King 98’s mainstream music debut was with the single, Defeat, on MTV Base in July last year. But when he shared the stage with Nasty C in Harare a few weeks later, he shocked many with a solid performance where he rocked the crowd with songs like Man Dem, Duce and Flex.
Born on January 15 1998, King 98 went to Eastridge Primary School, Watershed College, Riverton Academy and Sandon Academy on his way to completing his A-Levels. Although his parents knew about his musical inclination and the ‘secret’ projects, they kept him away from showbiz until he completed high school.

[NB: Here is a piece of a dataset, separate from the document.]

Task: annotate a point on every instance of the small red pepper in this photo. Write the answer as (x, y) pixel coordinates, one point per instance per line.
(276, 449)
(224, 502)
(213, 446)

His father, Impala Car Rental boss, Thompson Dondo, plays the guitar and writes music but has never recorded. He says music runs in the blood and it is no surprise that his younger brother Sam and his son King 98, decided to take up music professionally.
At the moment, he is behind one of the most promising music award ceremonies ever, the Star FM Music Awards, which are set to be held on January 25 at Zimbali Events and Lifestyle Centre in Greendale.
King 98, who roped in top producers Ali Keyz, GT Beats and Gemini Major, says he is inspired by Asap Rocky, Davido, Drake and Cassper Nyovest. He wants to be an inspiration to others the same way he has been inspired by the aforementioned idols.
“I chose this genre because I can fully express who I am and it gives me the desire and passion to keep fighting for success.
“I see myself being a powerhouse in African music. I want my life and music to inspire everyone around me. I want them to know that dreams can come true and that God is in control. No matter what people say, keep pushing,” he said.